Yogyakarta Keraton ailesinde yaşanan iç anlaşmazlık olarak görülen bu durum Yogyakarta Sultanlığı'nın kraliçesi olacak olan en büyük kızı GKR Pembayun'un Sultan Hamengku Buwono X'un halefi haberleriyle başladı. Sultan'ın küçük kardeşleri, Kralın emrini (dawuh) ve politikasını şiddetle reddetti.
Ülkenin en büyük İslâmi cemaati olan Nahdetul Ulama ile Muhammediye önde gelenleri basına verdikleri demeçlerde “kültürel intihar” olarak gördüklerini ve protesto ettiklerini duyurdular.
Ayrıca Sultanın kardeşleri de vardı. Onlar da Yogyakarta, Bantul ilçesi İmogiri’de bulunan Hanedan Mezarlığı’nı 7 Mayıs 2015 günü ziyaret edip kararı kabul etmediklerini artık toplantılarına katılmayacakları duyurdular. Pisowanan Agung denen halkın büyük toplantısı veya halkın tümünün sultanı ziyareti denen geleneği canlandırmak istediklerini söylediler.
Yine 15 Mayıs 2015 de kyai (hocaefendi) sıfatlı ulamadan bazı kişiler kararı kabul etmediklerini ve eski duruma geri dönmesi gerektiğini Cuma namazından sonra duyurdular.
Onlara göre sultan, müslümanların kalbini kırmıştı.
Tartışma ve çekişmeler sürüp gitmekte. Olaki gelecekte hak vaki olup derebeyi hazretleri ünvanında üç değişiklik yapıp İslâm halifesi sıfatını feshetmesi Endonezya dahilinde ekmek kavgası veren yoksul halkın gündemini ne kadar işgal ettiği de ayrı bir nokta. Ancak İslâm dünyasının pek ilgilenmediği ama İslâm dünyasını yakından ilgilendiren bir zihniyet sorunu olduğu da aşikâr.

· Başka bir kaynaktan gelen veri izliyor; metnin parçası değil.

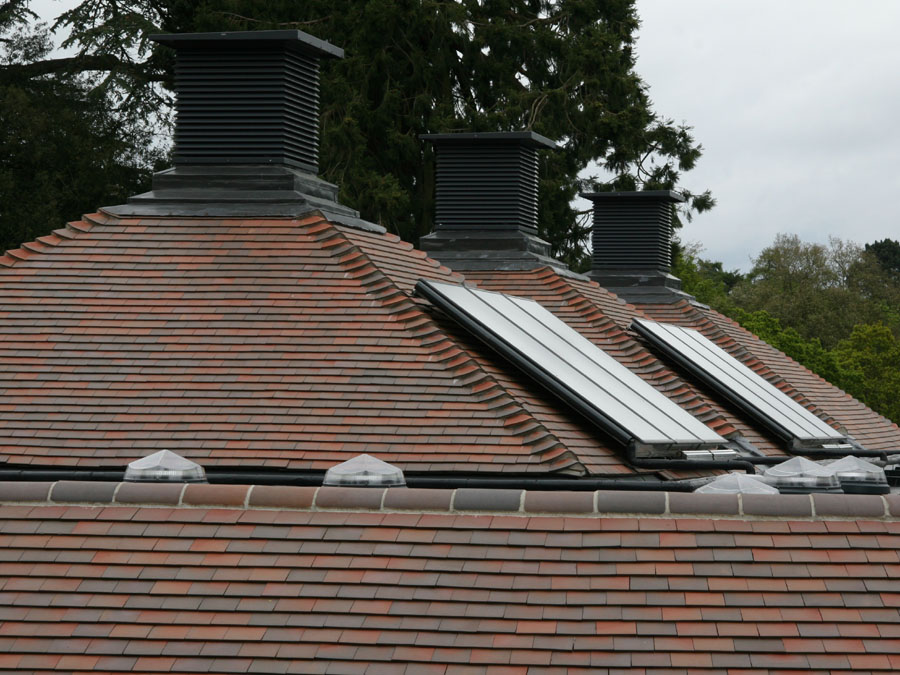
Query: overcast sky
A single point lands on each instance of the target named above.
(797, 106)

Ayrıca İslâm dünyasında düşmanının verdiği bir ünvanla bir ülke ve millet inşa etmenin imkânsızlığının tartışılmayacak derecede açık olduğunu düşünemeyen bencil önderlerin elinde ne halde olduğumuzun belgesidir. Olduğumuzun diyorum çünkü kalbimiz Endonez din kardeşlerimizle birlikte atıyor.
Felemenk sömürgen, kemirgen ve ırz düşmanlarının (sökedüş) verdiği bir ünvanla İslâm halifesi olmak? İşte sorunumuzun özü budur.

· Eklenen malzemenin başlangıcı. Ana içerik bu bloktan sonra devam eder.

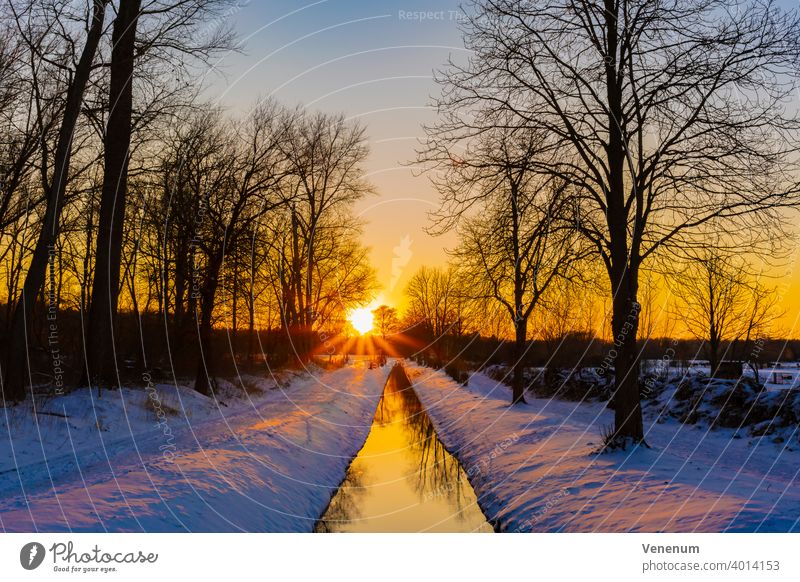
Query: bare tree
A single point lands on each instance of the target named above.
(325, 155)
(518, 242)
(162, 23)
(667, 119)
(16, 363)
(386, 320)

İslâm dünyasının en doğu ülkesi Endonezya ile en batı ülkesi Fas, benzeri zihniyet sorununu yaşamaktadır.
İslâm ümmetinin (milletlerinin) saf ve temiz bir ruhla bağlandığı İslâm dini ve Mekke -Medine toprakları benzeri zihniyetin elinde idare edilmekte, Cliffort Geertz’in tabiriyle sıradan müminlerin “sizin Tanrınız öldü” pankartlarıyla sokağa dökülmesini beklemektedir. Biz de pankartlara ilâve yapıyoruz: “BizimTanrı yaşıyor.” Bunun için sadece akla ihtiyacımız var.